A settlement agreement is a contract between an employer and employee by which an employee signs away their right to bring any future claim against the employer when their employment is terminated. This used to be known as a compromise agreement.
Usually these settlement agreements arise where the working relationship has broken down and it can be used as a way of resolving any potential disputes rather than proceeding via an employment tribunal. They can also be used where there is a redundancy situation and an employer may be offering voluntary redundancy for example.
A Settlement Agreement often provides for a compensation or ‘termination’ payment in exchange for the employee agreeing not to pursue any other potential claims against the employer.
What is included in a settlement agreement?
There are various aspect of the agreement which must be in place in order for this to be valid.
- The agreement must be in writing
- The agreement must specify which potential claims the employee is surrendering (e.g., unfair dismissal, wrongful dismissal, entitlement to statutory redundancy payments, discrimination claims- the list is usually extensive to cover all possible employment claims)
- The employee must receive legal advice from a relevant independent advisor, usually a solicitor on the terms and effect of the agreement.
- The advisor must be insured and named in the agreement and they are required to also sign a certificate to confirm that they have advised the employee
- The agreement must state that the above conditions are satisfied.
Failure to satisfy these conditions will render the agreement void.
There are other standard clauses such as confidentiality provisions, arrangements for returning any company property (including data) and they can also provide for a standard reference for future use.
Usually the settlement agreement will provide for payment of any compensation sum along with any notice pay, holiday pay and/or sick leave owed. Whilst it is not a requirement, the employer usually also offers a fixed contribution towards the legal costs of seeking independent advice also.

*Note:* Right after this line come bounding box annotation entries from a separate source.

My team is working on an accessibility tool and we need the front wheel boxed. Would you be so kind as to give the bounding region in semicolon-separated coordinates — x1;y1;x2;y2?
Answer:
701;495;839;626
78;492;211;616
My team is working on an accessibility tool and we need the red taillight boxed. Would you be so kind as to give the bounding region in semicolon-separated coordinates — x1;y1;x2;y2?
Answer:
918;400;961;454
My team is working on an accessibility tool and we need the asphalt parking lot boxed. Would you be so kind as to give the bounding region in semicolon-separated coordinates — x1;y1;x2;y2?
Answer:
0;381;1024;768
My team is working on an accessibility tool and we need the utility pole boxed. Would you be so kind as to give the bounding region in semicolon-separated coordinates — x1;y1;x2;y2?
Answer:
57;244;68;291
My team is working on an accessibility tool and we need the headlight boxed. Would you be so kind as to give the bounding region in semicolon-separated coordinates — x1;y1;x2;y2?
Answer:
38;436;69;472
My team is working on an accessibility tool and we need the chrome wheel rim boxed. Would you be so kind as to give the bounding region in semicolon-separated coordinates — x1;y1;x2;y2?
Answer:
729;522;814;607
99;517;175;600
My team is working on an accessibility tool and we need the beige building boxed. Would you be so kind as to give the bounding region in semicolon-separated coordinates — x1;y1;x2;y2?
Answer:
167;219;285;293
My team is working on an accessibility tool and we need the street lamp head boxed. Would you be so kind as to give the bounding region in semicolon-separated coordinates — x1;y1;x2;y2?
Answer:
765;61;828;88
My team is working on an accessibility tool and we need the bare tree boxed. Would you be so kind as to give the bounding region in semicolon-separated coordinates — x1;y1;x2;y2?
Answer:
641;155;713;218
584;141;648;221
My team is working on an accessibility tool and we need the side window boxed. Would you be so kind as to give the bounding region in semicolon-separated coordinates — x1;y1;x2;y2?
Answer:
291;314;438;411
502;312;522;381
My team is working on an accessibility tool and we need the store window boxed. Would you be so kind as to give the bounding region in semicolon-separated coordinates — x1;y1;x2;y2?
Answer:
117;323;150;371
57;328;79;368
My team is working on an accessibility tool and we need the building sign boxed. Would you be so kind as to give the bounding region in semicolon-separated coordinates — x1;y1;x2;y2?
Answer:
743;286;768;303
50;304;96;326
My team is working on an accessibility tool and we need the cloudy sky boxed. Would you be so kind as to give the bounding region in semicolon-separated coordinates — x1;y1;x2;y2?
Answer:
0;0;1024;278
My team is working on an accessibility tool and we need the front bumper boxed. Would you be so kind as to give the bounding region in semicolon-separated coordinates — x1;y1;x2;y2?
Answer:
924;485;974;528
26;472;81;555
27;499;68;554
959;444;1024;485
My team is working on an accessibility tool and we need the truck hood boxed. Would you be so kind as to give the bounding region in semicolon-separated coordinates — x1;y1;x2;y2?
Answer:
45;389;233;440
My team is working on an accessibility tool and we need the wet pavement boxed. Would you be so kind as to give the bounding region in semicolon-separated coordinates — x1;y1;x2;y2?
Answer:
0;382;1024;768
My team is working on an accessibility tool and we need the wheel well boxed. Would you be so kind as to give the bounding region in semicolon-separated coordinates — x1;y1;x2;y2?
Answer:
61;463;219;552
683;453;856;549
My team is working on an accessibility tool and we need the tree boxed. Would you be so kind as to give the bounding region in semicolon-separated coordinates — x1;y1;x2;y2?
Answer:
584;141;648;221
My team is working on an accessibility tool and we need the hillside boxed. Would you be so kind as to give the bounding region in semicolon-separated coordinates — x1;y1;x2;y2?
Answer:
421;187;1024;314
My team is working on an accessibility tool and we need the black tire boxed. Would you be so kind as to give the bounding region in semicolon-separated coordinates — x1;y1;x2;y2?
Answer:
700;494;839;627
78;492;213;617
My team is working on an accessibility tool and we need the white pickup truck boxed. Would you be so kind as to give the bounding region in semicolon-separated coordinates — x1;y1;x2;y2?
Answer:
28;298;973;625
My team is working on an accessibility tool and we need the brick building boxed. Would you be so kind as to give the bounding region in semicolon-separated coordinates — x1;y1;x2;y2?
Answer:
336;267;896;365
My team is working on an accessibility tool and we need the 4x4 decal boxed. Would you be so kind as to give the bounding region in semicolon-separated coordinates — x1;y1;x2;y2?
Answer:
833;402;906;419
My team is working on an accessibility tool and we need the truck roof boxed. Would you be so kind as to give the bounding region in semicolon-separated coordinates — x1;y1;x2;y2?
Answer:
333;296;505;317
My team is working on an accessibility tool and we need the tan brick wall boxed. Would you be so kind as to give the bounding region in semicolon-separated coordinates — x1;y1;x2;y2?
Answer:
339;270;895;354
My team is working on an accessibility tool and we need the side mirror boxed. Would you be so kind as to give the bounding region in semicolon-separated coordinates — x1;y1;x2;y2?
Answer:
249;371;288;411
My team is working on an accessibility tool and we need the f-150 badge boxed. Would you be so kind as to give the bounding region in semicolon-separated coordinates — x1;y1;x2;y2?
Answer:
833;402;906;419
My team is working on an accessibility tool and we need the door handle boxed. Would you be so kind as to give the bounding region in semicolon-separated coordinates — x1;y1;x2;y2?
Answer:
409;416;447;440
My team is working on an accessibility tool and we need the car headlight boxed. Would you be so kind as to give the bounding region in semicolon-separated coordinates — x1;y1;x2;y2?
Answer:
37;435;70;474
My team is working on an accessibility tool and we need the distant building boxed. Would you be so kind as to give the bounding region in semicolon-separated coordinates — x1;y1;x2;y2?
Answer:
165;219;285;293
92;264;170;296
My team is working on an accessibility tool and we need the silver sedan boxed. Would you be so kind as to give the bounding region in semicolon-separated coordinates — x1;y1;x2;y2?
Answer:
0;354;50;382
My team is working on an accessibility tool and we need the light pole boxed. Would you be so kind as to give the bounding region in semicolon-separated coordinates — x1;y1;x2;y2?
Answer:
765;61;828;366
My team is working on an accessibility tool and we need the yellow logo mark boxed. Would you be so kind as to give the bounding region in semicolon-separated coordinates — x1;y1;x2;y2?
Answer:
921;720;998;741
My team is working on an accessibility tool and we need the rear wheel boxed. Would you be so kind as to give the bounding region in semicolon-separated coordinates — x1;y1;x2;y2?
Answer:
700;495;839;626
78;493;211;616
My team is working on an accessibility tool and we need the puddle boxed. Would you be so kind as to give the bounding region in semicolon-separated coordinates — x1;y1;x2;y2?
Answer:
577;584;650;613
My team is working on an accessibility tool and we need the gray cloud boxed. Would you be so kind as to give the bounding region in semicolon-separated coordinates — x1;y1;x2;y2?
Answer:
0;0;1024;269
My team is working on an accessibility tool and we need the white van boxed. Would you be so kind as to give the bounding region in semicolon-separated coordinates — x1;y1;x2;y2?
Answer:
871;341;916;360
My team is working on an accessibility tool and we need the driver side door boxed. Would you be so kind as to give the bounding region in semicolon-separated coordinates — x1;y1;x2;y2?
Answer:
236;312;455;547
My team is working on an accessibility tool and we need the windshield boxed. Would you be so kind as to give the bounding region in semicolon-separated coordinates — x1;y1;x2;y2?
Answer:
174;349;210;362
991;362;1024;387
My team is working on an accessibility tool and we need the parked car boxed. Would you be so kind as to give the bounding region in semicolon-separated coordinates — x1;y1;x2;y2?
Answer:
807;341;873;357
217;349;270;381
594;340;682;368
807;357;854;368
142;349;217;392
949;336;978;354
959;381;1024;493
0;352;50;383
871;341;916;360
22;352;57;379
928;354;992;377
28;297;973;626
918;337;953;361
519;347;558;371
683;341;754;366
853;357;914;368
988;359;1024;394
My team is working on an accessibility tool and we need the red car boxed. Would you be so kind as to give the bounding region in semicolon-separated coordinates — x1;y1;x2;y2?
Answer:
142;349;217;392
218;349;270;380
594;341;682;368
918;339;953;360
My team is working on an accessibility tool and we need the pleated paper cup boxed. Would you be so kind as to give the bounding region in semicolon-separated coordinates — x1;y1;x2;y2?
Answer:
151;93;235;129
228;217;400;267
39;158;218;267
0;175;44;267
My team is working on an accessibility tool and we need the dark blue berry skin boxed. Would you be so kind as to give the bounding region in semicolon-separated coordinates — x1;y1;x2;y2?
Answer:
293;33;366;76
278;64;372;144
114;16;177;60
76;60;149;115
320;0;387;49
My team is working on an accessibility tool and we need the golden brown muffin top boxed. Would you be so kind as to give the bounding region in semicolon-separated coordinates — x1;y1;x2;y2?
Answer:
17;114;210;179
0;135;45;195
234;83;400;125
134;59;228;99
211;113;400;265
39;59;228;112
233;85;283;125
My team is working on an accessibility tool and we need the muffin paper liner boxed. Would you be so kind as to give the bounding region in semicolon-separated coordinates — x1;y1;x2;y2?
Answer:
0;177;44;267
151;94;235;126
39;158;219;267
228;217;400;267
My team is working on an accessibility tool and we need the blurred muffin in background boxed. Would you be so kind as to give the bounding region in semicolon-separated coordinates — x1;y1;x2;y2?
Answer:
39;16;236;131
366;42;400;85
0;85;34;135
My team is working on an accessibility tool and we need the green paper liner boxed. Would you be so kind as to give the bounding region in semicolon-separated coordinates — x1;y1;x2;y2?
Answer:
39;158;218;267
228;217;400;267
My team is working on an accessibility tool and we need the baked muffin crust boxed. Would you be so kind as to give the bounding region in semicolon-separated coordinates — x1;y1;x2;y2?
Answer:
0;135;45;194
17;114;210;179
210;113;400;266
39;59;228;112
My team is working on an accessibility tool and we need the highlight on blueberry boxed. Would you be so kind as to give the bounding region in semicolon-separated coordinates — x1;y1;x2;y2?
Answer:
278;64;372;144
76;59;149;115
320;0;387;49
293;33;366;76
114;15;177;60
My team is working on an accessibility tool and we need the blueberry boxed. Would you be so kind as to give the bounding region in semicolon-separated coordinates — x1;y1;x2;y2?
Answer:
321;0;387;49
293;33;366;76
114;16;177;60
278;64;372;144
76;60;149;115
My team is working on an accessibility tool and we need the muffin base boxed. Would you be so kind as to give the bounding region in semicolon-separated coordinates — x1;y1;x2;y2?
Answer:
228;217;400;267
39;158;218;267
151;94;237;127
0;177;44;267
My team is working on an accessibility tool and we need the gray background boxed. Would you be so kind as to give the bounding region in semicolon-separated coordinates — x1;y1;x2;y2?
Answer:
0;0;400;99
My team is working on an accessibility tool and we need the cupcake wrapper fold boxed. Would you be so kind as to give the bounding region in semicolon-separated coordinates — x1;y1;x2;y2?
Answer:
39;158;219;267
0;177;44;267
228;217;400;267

Generally, the termination/compensation payment is not taxable up to £30,000, but over and above that is subject to tax. Also notice pay, holiday pay or sick pay is subject to tax and national insurance deductions in the usual way.
Why do I have to get independent legal advice?
It is a requirement that you have independent legal advice in order to validate the settlement agreement. This is to ensure that you have had appropriate advice on the settlement so that it cannot be argued for example that you signed the agreement without understanding it or without understanding what potential rights and claims you were giving up.
The legal advisor has to sign a certificate to confirm that they have advised you and this is included in the settlement agreement. Although it is not a legal requirement, the employer usually offers to pay a contribution to the cost of this legal advice.